Any such penalty is a hardship for those in the lower levels of the pay scale. Some telephone operators make Dh1,200 per month, while some hotel bellmen, entrusted to handle expensive luggage and its contents, make Dh1,000 per month, less in many cases than the value of the objects they carry. Some staff pool their money to help one another avoid crippling charges.

At one five-star hotel, colleagues chipped in Dh1,500 to help a bellmen pay for a toy helicopter that he had broken. At another, employees donate about Dh10 a month to have mistakes fixed before their supervisors discover them.

“It’s like family,” said an employee. “If someone’s in trouble, everybody goes to help him.”

At the Arabian Courtyard in Bur Dubai, Grace Margareth, the front-office manager, passes the hat whenever a hefty charge arises, which has happened three times so far this year.

The 50 employees could raise as much as Dh300, she said.

However, she never collects to cover speeding tickets, even if they amount to hundreds of dirhams. “I don’t want to help people make mistakes,” she said.

Several prominent hotels – including The Address, Atlantis, Rotana, Fairmont, Westin and Crowne Plaza – declined to comment on whether they fine staff for mistakes.

Many hotels do not fine employees, several people in the industry said. One chain tries to appease disgruntled guests with free meals, internet access or an extra night’s stay rather than money. Some issue warning letters for the first or second offence or impose a six-month freeze on raises or promotions. Many determine fines case by case, judging between common errors and carelessness.

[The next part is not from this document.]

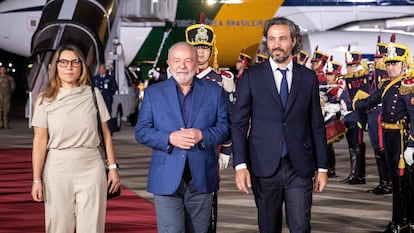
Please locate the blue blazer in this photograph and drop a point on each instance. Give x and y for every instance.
(160, 115)
(260, 125)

That does not keep workers from finding themselves out of pocket, however. A housekeeper earning Dh800 a month was charged Dh400 for throwing away an expensive bottle of liquor left behind in a room after the guest returned to fetch it, according to one hotel employee. A valet parking attendant who scratched a car was fined Dh1,000, even though the repair was covered by insurance.

Other charges include Dh300 for a housekeeper who breaks a lamp, Dh180 for a driver who arrives late to collect a guest at the airport and Dh100 for a receptionist who forgot to bill a couple for their dinner, according to the hotel workers.

The imposition of fines often depends on how insistent customers are in demanding compensation. With so many experienced travellers passing through Dubai, some did not hesitate to request perks – whether a free bottle of wine or a free ride to the airport – when staff made a mistake, several front-office employees said.

Some visitors defended their right to compensation, even if it came at another person’s expense. Ghazi al Mutari, a 40-year-old Kuwaiti customs official, said the problems of those making mistakes was not his concern.

Christine Wong, a teacher from Hong Kong, was more magnanimous. “If [the employee] did something wrong he has to pay,” said Ms Wong, 29. “But maybe the company can punish him in another way.”